Land-based quakes are highly destructive only when they occur in densely populated areas, such as China’s Sichuan Province in 2008 when a 7.9 magnitude quake killed 87,000 people, mainly from collapsing buildings and landslides. In Haiti in 2010 a 7.0 earthquake killed 137,000 people, mainly from collapsing buildings in Port-au-Prince. And in southwestern Turkey and northwestern Syria in 2023, a 7.8 magnitude quake killed as many as 62,000 people in collapsing buildings.
Despite the strength of the most recent quake — the sixth-strongest earthquake in recorded history — the resulting tsunami waves were moderate, reaching about four meters in some areas like Severo-Kurilsk, Russia, but less than one meter in Hawaii and on the West Coast of the United States.
There are several reasons why this earthquake did not generate a major tsunami.
Tsunamis occur when an earthquake causes significant vertical displacement of the seafloor, pushing large volumes of water upward. The Kamchatka earthquake occurred in a so-calleld “subduction zone” where two tectonic plates meet: Off the east coast of Russia, the Pacific Plate slides beneath the North American Plate, and while such faults usually produce large tsunamis due to vertical motion of the seabed, the specific characteristics of this quake’s movement limited the effect.
The quake was shallow, with a depth of 20.7 kilometers, so the slip had less vertical displacement than normal, and there was more horizontal motion than usual, reducing the amount of water displaced but still registering high on the Richter Scale.
The direction in which the earthquake’s rupture faced also influenced the tsunami’s size. The fault rupture extended approximately 500 kilometers southwest along the subduction zone from the epicenter toward the Kuril Islands.
This orientation directed the tsunami waves toward the open ocean rather than directly at densely populated coastal areas to the south, including the Philippines.
As for the tidal surge in Brgy. Soboc, from the available scientific evidence, it is clear that the surge was not due to a Kamchatka tsunami.
The numbers speak for themselves. The earthquake occurred at 7:24 a.m. Philippine Standard Time, and the tidal surge at Soboc was witnessed at 9 p.m. PST, or 13 hours and 30 minutes later.
However, tsunamis travel at 700 to 800 kph, averaging approximately 750 kph, depending on the shape of the ocean floor.
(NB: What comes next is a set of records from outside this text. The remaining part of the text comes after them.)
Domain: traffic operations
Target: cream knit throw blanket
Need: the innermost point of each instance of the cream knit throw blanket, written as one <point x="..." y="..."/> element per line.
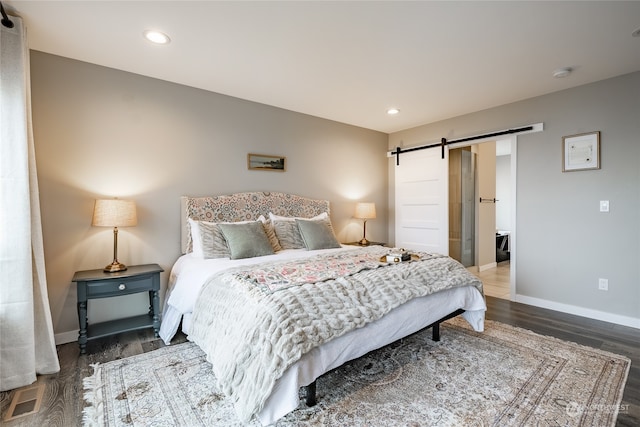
<point x="251" y="337"/>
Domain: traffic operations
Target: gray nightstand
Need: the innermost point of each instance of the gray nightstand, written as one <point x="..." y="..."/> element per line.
<point x="98" y="284"/>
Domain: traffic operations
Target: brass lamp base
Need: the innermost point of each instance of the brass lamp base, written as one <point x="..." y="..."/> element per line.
<point x="114" y="267"/>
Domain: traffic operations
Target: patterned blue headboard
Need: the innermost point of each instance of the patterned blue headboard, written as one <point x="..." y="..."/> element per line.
<point x="245" y="207"/>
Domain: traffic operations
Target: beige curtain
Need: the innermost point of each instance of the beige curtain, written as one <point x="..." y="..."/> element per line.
<point x="27" y="345"/>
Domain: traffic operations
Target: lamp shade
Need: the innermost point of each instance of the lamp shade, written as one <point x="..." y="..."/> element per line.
<point x="114" y="213"/>
<point x="365" y="210"/>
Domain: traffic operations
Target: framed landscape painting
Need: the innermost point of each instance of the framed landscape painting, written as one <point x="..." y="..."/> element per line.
<point x="266" y="162"/>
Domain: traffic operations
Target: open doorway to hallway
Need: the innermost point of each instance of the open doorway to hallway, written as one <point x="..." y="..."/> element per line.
<point x="480" y="218"/>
The line-of-sight Grand-Circle path from the earthquake’s epicenter to Viga is 5,339 kilometers. This means that any tsunami should have arrived at Soboc in the early afternoon, six and a half to seven and a half hours later. PhiVolcs said it arrived around 1:20 to 2:40 p.m., which aligns with this observation.
Tsunami waves are not just a single wave, but a series of three to 10 waves in a so-called “wave train”. The biggest wave is not the first one, but usually the second or third wave, with wavelengths of 100 to 200 kilometers and 10 to 20 minutes apart. In the case of Soboc , it is estimated that there were three to six waves in a one-hour window, implying periods of one to 20 minutes in the 1:20 to 2:40 time frame.
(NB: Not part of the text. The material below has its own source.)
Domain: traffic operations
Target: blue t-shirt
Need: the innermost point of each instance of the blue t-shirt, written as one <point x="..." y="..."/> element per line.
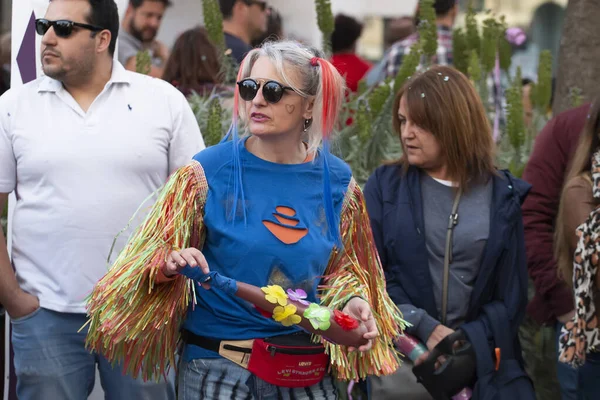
<point x="283" y="240"/>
Because the tidal surge in Soboc, Viga, was not caused by the Kamchatka tsunami, then the best explanation is a combination of wind and tidal factors together with the long-predicted sea-level rise.
While exact wind speed and direction for Soboc at the time are not available, extracting from nearby records one can safely estimate that the wind at 9 p.m. was from the northeast at 14 kph, meaning that it was blowing towards the shore. And the high tide on the evening of July 30 occurred at 9:47 p.m. and was 1.31 meters, which is not high but higher than normal.
Finally, the sea level off the coast of Viga has risen 6 to 7 centimeters over the past 10 years, and the tidal surge may be a harbinger of things to come.
Bryce McIntyre, PhD, resides San Andres. He holds a doctoral degree from Stanford University, Palo Alto, California, USA.